Using array_agg in Postgres – powerful and flexible

2013-04-17 [Last modified: 2024-10-21]

/2013/04/17/Using-array_agg-in-Postgres-powerful-and-flexible/ map[name:Craig Kerstiens]

Postgres

In almost any application it’s common to want to aggregate some set of values together, commonly in a comma separated form. Most developers do this by running a query to get much of the raw data, looping over the data and pushing it into a set, appending each new value to the appropriate key. Hopefully, it’s not a surprise that there’s a much better way to do this with PostgreSQL.

Postgres has a flexible and robust array datatype that comes with a variety of functions. Even without taking advantage of the array datatype in your application, you can still take advantage of some of the functions to get the functionality you need. Lets take a look at an example schema and use case.

An example

Given a project management application, you may have users who have projects that have tasks. An example piece of functionality might be to send an email with a list of all projects that have tasks that are past their due dates of completion. Your schema might look something like this:

 # \d users
             Table "public.users"
    Column   |            Type             | Modifiers
 ------------+-----------------------------+-----------
  id         | integer                     | not null
  email      | character varying(255)      |
  ...

# \d projects
             Table "public.projects"
    Column   |            Type             | Modifiers
 ------------+-----------------------------+-----------
  id         | integer                     | not null
  user_id    | integer                     | not null
  name       | character varying(255)      | not null
  ...

# \d tasks
             Table "public.tasks"
    Column     |            Type             | Modifiers
 --------------+-----------------------------+-----------
  id           | integer                     | not null
  project_id   | integer                     | not null
  completed_at | timestamp without time zone | 
  due_at       | timestamp without time zone | 
  ...

To get a list of all projects that have tasks that haven’t been completed, you would start with something like:

SELECT 
  projects.name
FROM
  projects,
  tasks
WHERE projects.id = tasks.project_id
  AND tasks.due_at > tasks.completed_at
  AND tasks.due_at > now()

This would give you a list of projects which you could then easily join this with users:

SELECT 
  users.email
  projects.name
FROM
  projects,
  tasks,
  users
WHERE projects.id = tasks.project_id
  AND tasks.due_at > tasks.completed_at
  AND tasks.due_at > now()
  AND users.id = projects.user_id

At this point you’ve got everything you need to pull this up into Ruby, Python, or other language of your choice and then build the full set. However if this is thousands or even hundreds of results you’ll be spending more time than necessary, grouping this data for a sensible email. With 3 other small changes you can have this already formatted for you to immediately send of in an email. The first is using a handy function called array_agg which will aggregate items and then you can format them how you wish. The second is just ensuring you’re grouping correctly. Finally you’ll want to unnest the array so it formats the data in a clean way for you.
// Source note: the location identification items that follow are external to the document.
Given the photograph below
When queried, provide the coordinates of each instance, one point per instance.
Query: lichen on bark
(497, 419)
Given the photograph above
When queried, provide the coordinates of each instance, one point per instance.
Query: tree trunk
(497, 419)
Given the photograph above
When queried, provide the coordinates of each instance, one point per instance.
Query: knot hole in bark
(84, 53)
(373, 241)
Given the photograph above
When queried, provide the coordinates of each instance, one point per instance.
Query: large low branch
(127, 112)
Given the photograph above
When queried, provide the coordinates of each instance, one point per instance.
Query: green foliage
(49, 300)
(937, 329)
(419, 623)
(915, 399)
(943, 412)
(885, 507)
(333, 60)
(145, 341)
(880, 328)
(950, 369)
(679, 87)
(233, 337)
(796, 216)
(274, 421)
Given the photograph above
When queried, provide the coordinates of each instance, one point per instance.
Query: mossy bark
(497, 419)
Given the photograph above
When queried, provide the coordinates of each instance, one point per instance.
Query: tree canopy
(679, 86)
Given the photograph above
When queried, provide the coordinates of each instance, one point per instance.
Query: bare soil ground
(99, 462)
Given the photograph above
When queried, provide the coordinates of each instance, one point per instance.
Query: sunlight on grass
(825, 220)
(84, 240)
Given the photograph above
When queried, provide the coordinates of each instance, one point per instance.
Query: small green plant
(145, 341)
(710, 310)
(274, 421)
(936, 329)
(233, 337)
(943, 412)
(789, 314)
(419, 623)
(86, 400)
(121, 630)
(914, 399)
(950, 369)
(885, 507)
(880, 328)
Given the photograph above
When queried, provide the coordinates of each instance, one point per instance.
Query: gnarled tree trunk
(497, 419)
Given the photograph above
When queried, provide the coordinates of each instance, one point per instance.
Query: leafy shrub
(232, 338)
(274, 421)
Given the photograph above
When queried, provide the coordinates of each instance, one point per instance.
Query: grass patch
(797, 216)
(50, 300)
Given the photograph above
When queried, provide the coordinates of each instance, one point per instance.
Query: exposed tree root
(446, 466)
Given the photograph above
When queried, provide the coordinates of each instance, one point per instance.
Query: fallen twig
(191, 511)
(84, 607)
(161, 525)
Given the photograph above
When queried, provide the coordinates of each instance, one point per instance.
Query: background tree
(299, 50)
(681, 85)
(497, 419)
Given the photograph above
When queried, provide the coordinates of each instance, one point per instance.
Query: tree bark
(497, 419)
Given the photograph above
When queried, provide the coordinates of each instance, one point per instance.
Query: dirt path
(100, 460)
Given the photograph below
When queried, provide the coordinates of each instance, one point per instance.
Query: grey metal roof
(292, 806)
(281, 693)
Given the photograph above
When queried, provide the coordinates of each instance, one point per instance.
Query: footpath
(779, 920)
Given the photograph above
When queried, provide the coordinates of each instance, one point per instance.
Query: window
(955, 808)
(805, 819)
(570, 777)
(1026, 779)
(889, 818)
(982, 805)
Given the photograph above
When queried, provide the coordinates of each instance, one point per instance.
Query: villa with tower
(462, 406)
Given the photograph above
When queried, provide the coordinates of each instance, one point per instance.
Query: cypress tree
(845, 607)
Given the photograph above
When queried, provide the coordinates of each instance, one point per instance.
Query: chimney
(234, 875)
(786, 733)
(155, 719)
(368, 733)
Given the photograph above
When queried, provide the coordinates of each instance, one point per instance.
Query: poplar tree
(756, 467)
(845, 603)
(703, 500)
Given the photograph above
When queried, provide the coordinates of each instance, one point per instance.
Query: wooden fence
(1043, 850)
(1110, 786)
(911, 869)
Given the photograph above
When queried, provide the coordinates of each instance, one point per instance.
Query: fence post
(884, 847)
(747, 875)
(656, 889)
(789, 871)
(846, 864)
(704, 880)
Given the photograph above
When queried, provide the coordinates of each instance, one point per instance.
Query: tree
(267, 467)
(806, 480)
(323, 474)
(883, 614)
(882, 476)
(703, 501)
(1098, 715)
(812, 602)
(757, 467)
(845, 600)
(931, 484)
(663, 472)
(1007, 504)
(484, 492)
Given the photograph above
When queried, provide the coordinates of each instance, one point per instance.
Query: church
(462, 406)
Looking at it all put together:

SELECT 
  users.email,
  array_to_string(array_agg(projects.name), ',')) as projects
FROM
  projects,
  tasks,
  users
WHERE projects.id = tasks.project_id
  AND tasks.due_at > tasks.completed_at
  AND tasks.due_at > now()
  AND users.id = projects.user_id
GROUP BY 
  users.email

This would give you a nice clean result of projects that have overdue tasks that you could then send to the user in an email:

           email            |     projects       
 ---------------------------+-------------------
 craig.kerstiens@gmail.com  | blog, timetracker      
 craig@heroku.com           | foo, bar, baz